La Russie veut se couper de l'internet mondial. Voici ce que cela signifie vraiment.

Mikel Jaso





Au cours des deux prochaines semaines, la Russie envisage de tenter quelque chose qu'aucun autre pays n'a tenté auparavant. Il va tester s'il peut se déconnecter du reste du monde par voie électronique tout en assurant le fonctionnement d'Internet pour ses citoyens. Cela signifie qu'il devra rediriger toutes ses données en interne, plutôt que de s'appuyer sur des serveurs à l'étranger.

Le test est la clé d'une proposition droit souverain de l'internet travaille actuellement son chemin à travers le gouvernement russe. Il semble probable qu'il soit finalement voté et promulgué par le président Vladimir Poutine, bien qu'il soit bloqué au parlement pour l'instant.

Tirer un rideau de fer sur Internet est une idée simple, mais ne vous y trompez pas : c'est un défi technique extrêmement difficile à relever.
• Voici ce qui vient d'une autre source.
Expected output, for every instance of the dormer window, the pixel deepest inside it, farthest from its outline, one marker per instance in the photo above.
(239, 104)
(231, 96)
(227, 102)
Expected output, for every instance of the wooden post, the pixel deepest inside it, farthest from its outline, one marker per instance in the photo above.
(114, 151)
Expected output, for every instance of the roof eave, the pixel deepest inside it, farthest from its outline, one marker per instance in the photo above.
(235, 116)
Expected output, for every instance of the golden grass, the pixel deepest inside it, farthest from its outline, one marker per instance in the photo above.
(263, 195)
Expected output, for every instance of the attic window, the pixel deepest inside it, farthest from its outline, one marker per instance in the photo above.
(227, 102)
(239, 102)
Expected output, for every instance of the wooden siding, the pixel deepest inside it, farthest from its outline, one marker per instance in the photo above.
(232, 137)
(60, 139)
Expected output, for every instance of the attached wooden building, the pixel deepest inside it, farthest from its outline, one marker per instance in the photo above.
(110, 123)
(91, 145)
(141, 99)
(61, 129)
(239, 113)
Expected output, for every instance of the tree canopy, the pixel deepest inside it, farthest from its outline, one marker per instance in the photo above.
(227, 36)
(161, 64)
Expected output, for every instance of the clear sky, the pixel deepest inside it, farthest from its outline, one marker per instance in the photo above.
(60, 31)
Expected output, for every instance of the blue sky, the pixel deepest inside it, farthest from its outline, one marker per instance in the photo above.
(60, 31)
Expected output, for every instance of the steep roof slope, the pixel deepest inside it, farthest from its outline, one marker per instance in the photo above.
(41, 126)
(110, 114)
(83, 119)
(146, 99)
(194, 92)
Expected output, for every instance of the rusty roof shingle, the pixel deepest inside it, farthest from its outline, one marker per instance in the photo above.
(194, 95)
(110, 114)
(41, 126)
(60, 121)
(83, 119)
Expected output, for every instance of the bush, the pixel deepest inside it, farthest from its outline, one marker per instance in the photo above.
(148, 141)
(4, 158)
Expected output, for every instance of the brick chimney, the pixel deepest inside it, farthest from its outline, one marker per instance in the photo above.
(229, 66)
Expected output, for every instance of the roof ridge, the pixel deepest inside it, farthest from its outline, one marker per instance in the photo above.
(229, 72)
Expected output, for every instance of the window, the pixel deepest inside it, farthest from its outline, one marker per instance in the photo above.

Cela va aussi coûter très cher. Le coût initial du projet a été fixé à 38 millions de dollars par l'organisme de surveillance financière russe, mais il nécessitera probablement beaucoup plus de financement que cela. L'un des auteurs du plan a déclaré que ce serait plutôt 304 millions de dollars, Rapports Bloomberg , mais même ce chiffre, selon les experts du secteur, ne suffira pas à faire fonctionner le système, et encore moins à le maintenir.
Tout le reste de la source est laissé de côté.